6 https://ec.europa.eu/info/european-union-and-united-kingdom-forging-new-partnership/future-partnership/preparing-end-transition-period en
7 Regulation (EU) 2018/302 of the European Parliament and of the Council of 28 February 2018 on addressing unjustified geo-blocking and other forms of discrimination based on customers’ nationality, place of residence or place of establishment within the internal market, OJ L 60 I, 2.3.2018, p. 1.
8 Both consumers and businesses.
2. CUSTOMERS IN THE UK
At the end of the transition period, natural persons residing in the United Kingdom (unless they have a nationality of a Member State and the possible discriminatory treatment is based on such criterion) or undertakings established in the United Kingdom will not be able to benefit from Regulation (EU) 2018/302:
· Firstly, such persons or undertakings who wish to access websites in the EU will not benefit from the aforementioned ban related to access to traders’ online interfaces. This means that a trader could block, limit or redirect those customers to specific versions of his/her website which might be different from the one that the customers initially sought to access.
· Secondly, such persons or undertakings will not have the guarantee to be able to “shop like a local” in the EU in the situations covered by Article 4 of the Regulation, including benefitting from the same prices and conditions relating to the delivery of goods and services as the locals (i.e. the customers of the trader’s home Member State).
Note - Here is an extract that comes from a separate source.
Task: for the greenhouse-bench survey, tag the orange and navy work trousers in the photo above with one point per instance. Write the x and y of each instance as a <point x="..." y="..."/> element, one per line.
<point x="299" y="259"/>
For example, the off-line and on-line sales of goods and services, such as goods delivered or picked up in the EU territory, tickets for sports events or amusement parks in Member States, and the sale of electronically supplied services, such as hosting services, are areas where those customers will be affected.
· Thirdly, such persons or undertakings using payment means from the United Kingdom will not be protected against traders applying different conditions for a payment transaction from the ones offered to EU customers, or refused to complete the purchase for reasons related to payment, when (wanting to) pay electronically for goods or services.
3. UK TRADERS OPERATING IN THE EU
Regulation (EU) 2018/302 applies to all traders operating within the EU, regardless of whether those traders are established in the EU or in a third country (recital 17 of Regulation (EU) 2018/302).
Therefore, after the end of the transition period, traders who are established in the United Kingdom and operate in the EU will continue to be bound by the rules established by the Regulation (EU) 2018/302 in so far as their activities taking place within the EU are concerned.
Consequently, customers who have the nationality of a Member State or who reside or are established in a Member State can continue to invoke the abovementioned rights resulting from the Regulation in respect of those traders.
The website of the Commission on EU rules on geo-blocking (https://ec.europa.eu/digital-single-market/en/geo-blocking-digital-single-market) provides general information concerning Union legislation applicable to geo-blocking. These pages will be updated with further information, where necessary.